Les autorités thaïlandaises détiennent deux suspects étrangers dont la nationalité n'a pas été confirmée jusqu'ici, et d'autres personnes sont recherchées.

Le tabou ouïghour

Près d'un mois après l'attentat meurtrier de Bangkok, la minorité ouïghoure de Chine voisine est au premier rang des suspects. Mais les autorités thaïlandaises hésitent à désigner clairement une piste qui met Pékin mal à l'aise.

«Il y a sans aucun doute une connexion ouïghoure ou avec les nationalistes turcs», défenseurs de cette minorité se disant persécutée par Pékin, analyse Zachary Abuza, expert de l'Asie du Sud-Est.

Au départ, la piste ouïghoure n'était qu'une hypothèse, basée sur le fait qu'une centaine de membres de cette communauté de musulmans turcophones fuyant la Chine y avaient été renvoyés par la Thaïlande en juillet.

S'ajoutait à cela le fait que le sanctuaire hindouiste visé par l'attentat du 17 août est prisé des touristes chinois, nombreux parmi les 20 morts et plus de 120 blessés.

Mais ces derniers jours, des indices sont venus s'ajouter. Tout d'abord, l'un des deux suspects interpellés, Yusufu Mieraili, voyageait avec un passeport chinois, avec comme lieu de naissance le Xinjiang, région de l'ouest de la Chine où vit cette minorité musulmane turcophone.

Le Bangladesh a confirmé le passage par son territoire d'un autre suspect chinois, Abudusataer Abudureheman, identifié samedi comme «ouïghour» par la police thaïlandaise.

Mais, signe de la valse-hésitation de Bangkok dans cette enquête, juste après cette révélation, la police a appelé les journalistes à ne plus prononcer le mot «Ouïghour».

Si ces indices ne permettent pas de tirer de conclusions, plusieurs experts jugent la piste crédible.

Éruption de colère en juillet

Le renvoi du groupe de 109 Ouïghours en juillet vers Pékin avait suscité le saccage du consulat de Thaïlande à Istanbul.
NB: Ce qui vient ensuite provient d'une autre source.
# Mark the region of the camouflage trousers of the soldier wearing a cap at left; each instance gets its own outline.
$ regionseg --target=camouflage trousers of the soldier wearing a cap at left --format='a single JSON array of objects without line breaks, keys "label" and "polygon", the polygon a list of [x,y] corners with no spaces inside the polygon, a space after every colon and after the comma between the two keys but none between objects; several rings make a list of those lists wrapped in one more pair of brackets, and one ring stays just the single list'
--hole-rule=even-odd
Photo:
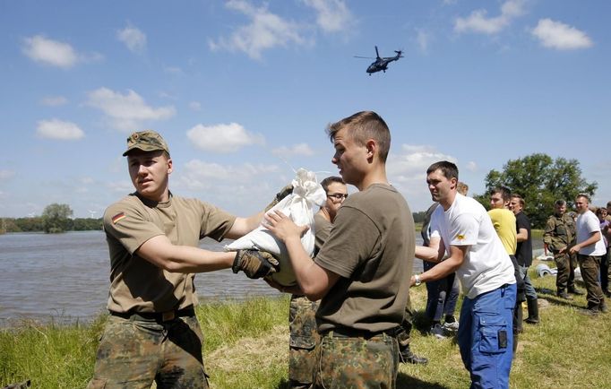
[{"label": "camouflage trousers of the soldier wearing a cap at left", "polygon": [[109,316],[88,389],[208,388],[195,316],[153,320]]}]

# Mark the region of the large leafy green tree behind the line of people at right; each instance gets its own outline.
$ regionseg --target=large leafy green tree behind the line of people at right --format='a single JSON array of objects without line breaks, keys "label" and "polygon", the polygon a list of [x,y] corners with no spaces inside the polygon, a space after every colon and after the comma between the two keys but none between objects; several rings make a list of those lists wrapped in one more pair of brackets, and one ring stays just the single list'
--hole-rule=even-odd
[{"label": "large leafy green tree behind the line of people at right", "polygon": [[509,160],[503,171],[490,170],[486,175],[486,193],[474,196],[486,209],[489,195],[495,186],[507,186],[513,193],[524,198],[524,212],[529,216],[533,228],[545,226],[547,217],[554,212],[554,202],[564,199],[572,206],[580,193],[591,197],[598,188],[581,177],[578,160],[552,158],[535,153],[518,160]]}]

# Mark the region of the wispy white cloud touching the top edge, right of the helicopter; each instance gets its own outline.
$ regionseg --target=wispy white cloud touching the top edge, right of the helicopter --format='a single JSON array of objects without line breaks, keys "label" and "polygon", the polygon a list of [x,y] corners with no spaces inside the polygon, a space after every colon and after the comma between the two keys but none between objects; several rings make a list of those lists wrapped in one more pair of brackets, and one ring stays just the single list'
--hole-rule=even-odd
[{"label": "wispy white cloud touching the top edge, right of the helicopter", "polygon": [[525,0],[507,0],[501,5],[501,14],[496,17],[486,17],[484,9],[473,11],[467,18],[456,18],[456,32],[481,32],[495,34],[507,27],[512,19],[524,13]]}]

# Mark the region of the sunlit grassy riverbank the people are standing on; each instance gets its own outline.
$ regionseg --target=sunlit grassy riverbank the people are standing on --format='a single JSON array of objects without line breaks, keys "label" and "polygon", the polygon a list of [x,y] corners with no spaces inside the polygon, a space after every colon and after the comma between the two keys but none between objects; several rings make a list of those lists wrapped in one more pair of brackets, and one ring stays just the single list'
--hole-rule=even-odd
[{"label": "sunlit grassy riverbank the people are standing on", "polygon": [[[531,270],[534,269],[534,265]],[[585,298],[555,298],[555,278],[531,273],[540,298],[542,323],[524,324],[512,367],[512,388],[611,387],[611,314],[582,316]],[[414,307],[426,301],[412,288]],[[288,297],[208,303],[197,310],[205,335],[205,363],[212,388],[288,388]],[[526,313],[525,313],[526,316]],[[83,388],[93,371],[105,316],[87,325],[23,322],[0,330],[0,387],[31,379],[35,388]],[[412,333],[413,349],[426,366],[402,365],[399,388],[465,388],[469,376],[452,339],[426,336],[422,315]]]}]

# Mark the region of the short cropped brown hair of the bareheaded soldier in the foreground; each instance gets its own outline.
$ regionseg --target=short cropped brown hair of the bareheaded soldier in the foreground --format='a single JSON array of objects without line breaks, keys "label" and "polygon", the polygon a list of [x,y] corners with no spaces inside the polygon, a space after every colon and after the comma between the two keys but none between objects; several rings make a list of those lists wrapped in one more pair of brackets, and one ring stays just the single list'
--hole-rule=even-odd
[{"label": "short cropped brown hair of the bareheaded soldier in the foreground", "polygon": [[331,123],[327,126],[331,142],[335,140],[335,134],[344,128],[349,128],[350,139],[357,144],[364,145],[369,139],[373,139],[378,144],[380,160],[386,162],[388,151],[391,150],[391,131],[382,117],[373,111],[361,111]]}]

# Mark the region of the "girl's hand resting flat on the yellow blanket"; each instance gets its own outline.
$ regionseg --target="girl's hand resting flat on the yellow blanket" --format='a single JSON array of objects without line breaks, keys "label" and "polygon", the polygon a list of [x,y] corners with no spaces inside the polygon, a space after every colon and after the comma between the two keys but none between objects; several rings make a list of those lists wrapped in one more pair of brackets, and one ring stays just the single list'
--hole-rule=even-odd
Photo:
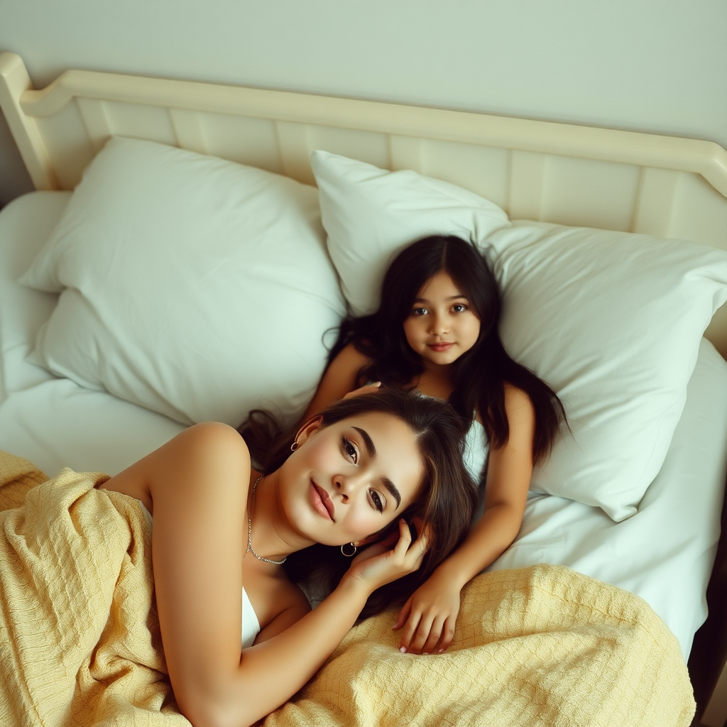
[{"label": "girl's hand resting flat on the yellow blanket", "polygon": [[438,574],[430,576],[404,603],[393,626],[403,627],[399,651],[441,654],[451,644],[459,614],[459,586]]}]

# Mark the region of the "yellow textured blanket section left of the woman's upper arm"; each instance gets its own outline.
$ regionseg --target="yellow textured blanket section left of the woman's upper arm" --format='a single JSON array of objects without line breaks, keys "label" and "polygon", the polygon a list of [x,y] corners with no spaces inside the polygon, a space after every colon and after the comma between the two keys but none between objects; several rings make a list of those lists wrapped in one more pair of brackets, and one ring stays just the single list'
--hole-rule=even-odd
[{"label": "yellow textured blanket section left of the woman's upper arm", "polygon": [[0,724],[188,727],[166,677],[138,502],[94,489],[105,475],[44,479],[0,452],[0,507],[16,507],[0,512]]}]

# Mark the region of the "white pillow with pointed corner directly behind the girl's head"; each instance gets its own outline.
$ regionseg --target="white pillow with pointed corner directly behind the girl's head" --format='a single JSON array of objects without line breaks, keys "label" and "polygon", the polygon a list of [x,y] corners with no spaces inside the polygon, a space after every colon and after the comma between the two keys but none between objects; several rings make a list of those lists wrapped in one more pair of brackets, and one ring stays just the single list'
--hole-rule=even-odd
[{"label": "white pillow with pointed corner directly behind the girl's head", "polygon": [[409,243],[430,235],[457,235],[475,244],[507,214],[497,204],[457,185],[408,170],[387,172],[364,161],[314,151],[328,249],[354,316],[379,307],[389,263]]}]

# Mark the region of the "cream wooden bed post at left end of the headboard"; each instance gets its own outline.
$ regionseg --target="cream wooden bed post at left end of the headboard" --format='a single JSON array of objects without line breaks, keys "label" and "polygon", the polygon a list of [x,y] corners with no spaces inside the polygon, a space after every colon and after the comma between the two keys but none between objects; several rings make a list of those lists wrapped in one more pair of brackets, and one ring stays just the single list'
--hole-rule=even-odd
[{"label": "cream wooden bed post at left end of the headboard", "polygon": [[20,149],[36,189],[58,189],[58,181],[36,121],[26,116],[20,97],[33,88],[25,64],[15,53],[0,55],[0,108]]}]

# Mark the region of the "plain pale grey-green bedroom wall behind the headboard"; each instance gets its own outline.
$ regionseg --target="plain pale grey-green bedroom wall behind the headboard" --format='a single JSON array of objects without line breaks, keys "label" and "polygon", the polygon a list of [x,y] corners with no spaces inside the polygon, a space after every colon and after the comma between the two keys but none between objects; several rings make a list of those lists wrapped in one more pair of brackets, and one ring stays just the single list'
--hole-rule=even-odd
[{"label": "plain pale grey-green bedroom wall behind the headboard", "polygon": [[[0,0],[0,50],[65,68],[571,121],[727,147],[723,0]],[[32,188],[0,117],[0,202]]]}]

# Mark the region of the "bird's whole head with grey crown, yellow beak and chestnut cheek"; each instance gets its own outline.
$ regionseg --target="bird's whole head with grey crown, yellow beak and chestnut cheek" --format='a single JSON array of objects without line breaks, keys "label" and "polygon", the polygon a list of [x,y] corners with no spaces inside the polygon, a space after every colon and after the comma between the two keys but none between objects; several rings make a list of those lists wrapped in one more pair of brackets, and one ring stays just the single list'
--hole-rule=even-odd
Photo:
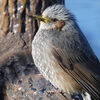
[{"label": "bird's whole head with grey crown, yellow beak and chestnut cheek", "polygon": [[64,5],[60,4],[55,4],[46,8],[42,13],[42,16],[33,15],[33,18],[40,21],[39,29],[45,30],[64,29],[64,27],[69,24],[68,22],[71,22],[74,19]]}]

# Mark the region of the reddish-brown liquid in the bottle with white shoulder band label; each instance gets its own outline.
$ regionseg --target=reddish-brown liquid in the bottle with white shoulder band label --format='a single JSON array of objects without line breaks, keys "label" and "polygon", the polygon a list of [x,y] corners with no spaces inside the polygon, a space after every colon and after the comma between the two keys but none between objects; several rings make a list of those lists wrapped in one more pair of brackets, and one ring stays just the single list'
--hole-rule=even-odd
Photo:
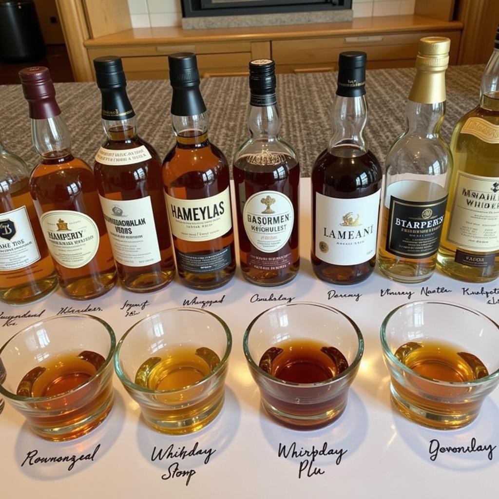
[{"label": "reddish-brown liquid in the bottle with white shoulder band label", "polygon": [[116,261],[118,276],[130,291],[147,292],[166,286],[175,275],[175,262],[170,242],[170,228],[166,212],[161,160],[154,148],[121,127],[110,130],[106,149],[124,150],[145,146],[151,159],[132,165],[103,165],[95,162],[94,175],[99,194],[107,199],[128,201],[150,197],[161,260],[147,266],[130,266]]}]

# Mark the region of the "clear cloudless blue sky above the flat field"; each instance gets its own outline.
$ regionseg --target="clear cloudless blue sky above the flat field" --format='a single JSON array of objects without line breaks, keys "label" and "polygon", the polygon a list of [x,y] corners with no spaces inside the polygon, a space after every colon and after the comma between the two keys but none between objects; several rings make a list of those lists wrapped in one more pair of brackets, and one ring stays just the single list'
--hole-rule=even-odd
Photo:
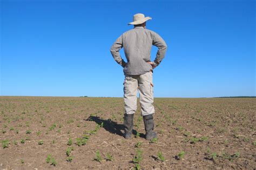
[{"label": "clear cloudless blue sky above the flat field", "polygon": [[0,12],[1,96],[122,97],[110,47],[135,13],[168,46],[155,97],[255,96],[255,1],[2,0]]}]

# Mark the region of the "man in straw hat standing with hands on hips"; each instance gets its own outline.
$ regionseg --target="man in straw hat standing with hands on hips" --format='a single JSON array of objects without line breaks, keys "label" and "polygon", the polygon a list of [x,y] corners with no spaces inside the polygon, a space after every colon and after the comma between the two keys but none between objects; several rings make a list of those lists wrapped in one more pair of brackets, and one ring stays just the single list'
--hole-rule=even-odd
[{"label": "man in straw hat standing with hands on hips", "polygon": [[[126,31],[111,47],[111,53],[116,62],[124,67],[124,137],[130,139],[133,129],[133,115],[137,110],[137,90],[142,107],[142,116],[145,125],[146,139],[157,137],[154,130],[153,104],[153,69],[157,67],[165,56],[167,45],[156,33],[146,29],[146,21],[152,19],[142,13],[133,16],[134,29]],[[151,47],[158,47],[157,57],[151,62]],[[127,63],[121,58],[119,50],[124,47]]]}]

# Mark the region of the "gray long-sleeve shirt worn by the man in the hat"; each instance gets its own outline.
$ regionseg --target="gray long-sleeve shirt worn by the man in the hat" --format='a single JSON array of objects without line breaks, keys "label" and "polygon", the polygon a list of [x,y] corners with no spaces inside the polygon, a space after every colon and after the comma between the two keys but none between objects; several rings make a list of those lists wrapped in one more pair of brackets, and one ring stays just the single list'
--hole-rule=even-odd
[{"label": "gray long-sleeve shirt worn by the man in the hat", "polygon": [[[150,62],[151,47],[158,47],[157,57],[153,64],[158,66],[165,56],[167,45],[156,32],[138,26],[124,32],[111,47],[116,62],[124,67],[125,75],[140,75],[152,70]],[[119,50],[124,47],[127,63],[120,56]]]}]

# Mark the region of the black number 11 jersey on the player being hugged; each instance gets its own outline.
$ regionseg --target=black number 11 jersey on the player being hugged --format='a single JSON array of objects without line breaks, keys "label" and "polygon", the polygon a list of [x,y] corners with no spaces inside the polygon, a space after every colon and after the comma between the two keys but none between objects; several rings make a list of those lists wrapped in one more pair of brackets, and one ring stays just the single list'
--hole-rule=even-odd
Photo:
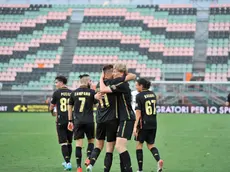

Une «éruption de colère» ayant pu porter en germe l'attentat de Bangkok, analyse Anthony Davis, d'IHS Jane's, spécialisé dans les questions de défense et de sécurité.

Les images de ces Ouïghours déportés par avion vers Pékin, avec des cagoules sur la tête, ont pu être «la goutte qui a fait déborder le vase» et donner l'idée de l'attentat à des groupes pro-ouïghours en Turquie, ajoute l'analyste, qui a été l'un des premiers à émettre la piste d'une vengeance ouïghoure.

Cette minorité n'ayant pour l'heure jamais commis d'attaque hors de Chine, cela marquerait un tournant dans leur stratégie, particulièrement inquiétant pour Pékin.

Alors que les Chinois sont nombreux parmi les millions de touristes visitant la Thaïlande chaque année, Bangkok éviterait de prononcer le mot «Ouïghour» pour rassurer Pékin, un de ses rares alliés depuis le coup d'État de mai 2014.

«La Thaïlande a les poings liés par sa dépendance envers Pékin», estime l'analyste Pavin Chachavalpongpun, spécialiste de la politique du royaume et ancien diplomate. La Chine pour sa part est inquiète que sa population se sente une cible à l'étranger.

La semaine dernière, le journal chinois Global Times, contrôlé par l'État, a cité une source évoquant la piste ouïghoure dans l'attentat de Bangkok. Mais l'article en ligne a été rapidement retiré du site.

En juillet, Pékin avait assuré que les Ouïghours renvoyés par la Thaïlande étaient sur la route de la Turquie, de la Syrie ou de l'Irak, pour y «mener le djihad».

«Je pense que la Chine attend des autorités thaïlandaises qu'elles lui donnent un rapport complet avant de pointer du doigt les soi-disant terroristes ouïghours», analyse Willy Lam, de l'Université chinoise de Hong Kong.

Barry Sautman, de la Hong Kong University of Science and Technology, explique que Pékin évite généralement de pointer ouvertement du doigt les Ouïghours, afin de minimiser le problème des tensions ethniques dans le pays. Le fait que les Thaïlandais hésitent à prononcer le mot est en soi «une indication que le gouvernement chinois est déjà impliqué», affirme-t-il.

Le Congrès mondial ouïghour, lobby pro-ouïghour, s'inquiète quant à lui des risques de représailles contre les quelque 3000 Ouïghours vivant en Thaïlande, depuis que la communauté fait figure de suspect numéro un. Interrogé par l'AFP, Dilxat Raxit, représentant du Congrès, dit «espérer que la police thaïlandaise fournira des informations transparentes».